Aprilia si prepara alla MotoGp
Altra notizia bomba è che la casa di Noale dovrebbe tornare nel mondo dei prototipi Gp nel campionato 2012. Il ritorno all’utilizzo dei motori di 1000 cm3 (proprio a partire dal 2012) ha invogliato l’Aprilia ad un ritorno nella classe in cui ha corso, con scarsi risultati, con la tre cilindri nell’anno 2003 e 2004.
L’impegno della casa veneta è quasi una scelta obbligata. In questo momento, in Superbike, la sua supersportiva RSV4 sta dominando con Max Biaggi, probabile vincitore del titolo a fine stagione. Inoltre, con la fine della classe 125 a due tempi, in virtù della nuova 250 a 4 tempi, dal prossimo anno non ci sarà più neanche una Aprilia nel mondo delle Moto da gran premio, e l’unico modo per essere ancora presente tra i prototipi sarà quello di realizzare un progetto per la Top Class.

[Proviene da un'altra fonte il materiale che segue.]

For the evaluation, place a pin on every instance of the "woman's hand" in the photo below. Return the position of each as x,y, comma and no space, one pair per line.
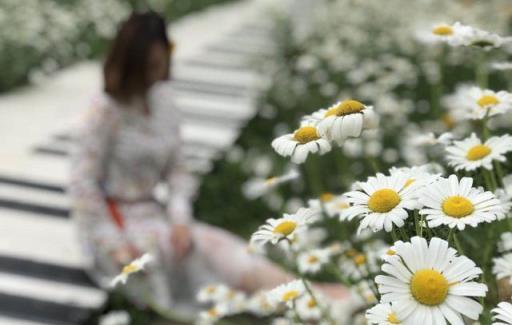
181,240
125,254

I numeri per far bene sembrano esserci. La base di partenza potrebbe essere il potente 4 cilindri che sta dominando in SBK, progettato seguendo canoni tipici dei motori da competizione. Manca da mettere insieme un telaio e una ciclistica di valore, oltre a lavorare sullo sviluppo del mezzo con un collaudatore che possa dare indicazioni precise sulla strada da percorrere; ma anche da questo punto di vista la presenza di Max potrebbe essere decisiva per un rientro alla grande. Il pilota romano, oramai, non è più un ragazzino. A partire dal 2011, quindi, potrebbe essere pronto a dedicarsi a tempo pieno allo sviluppo della nuova creatura per la sfida MotoGp mettendo al servizio dei progettisti il suo talento e la grande esperienza. E così, l’ombra di Max si rimetterebbe alle calcagna dell’antico rivale.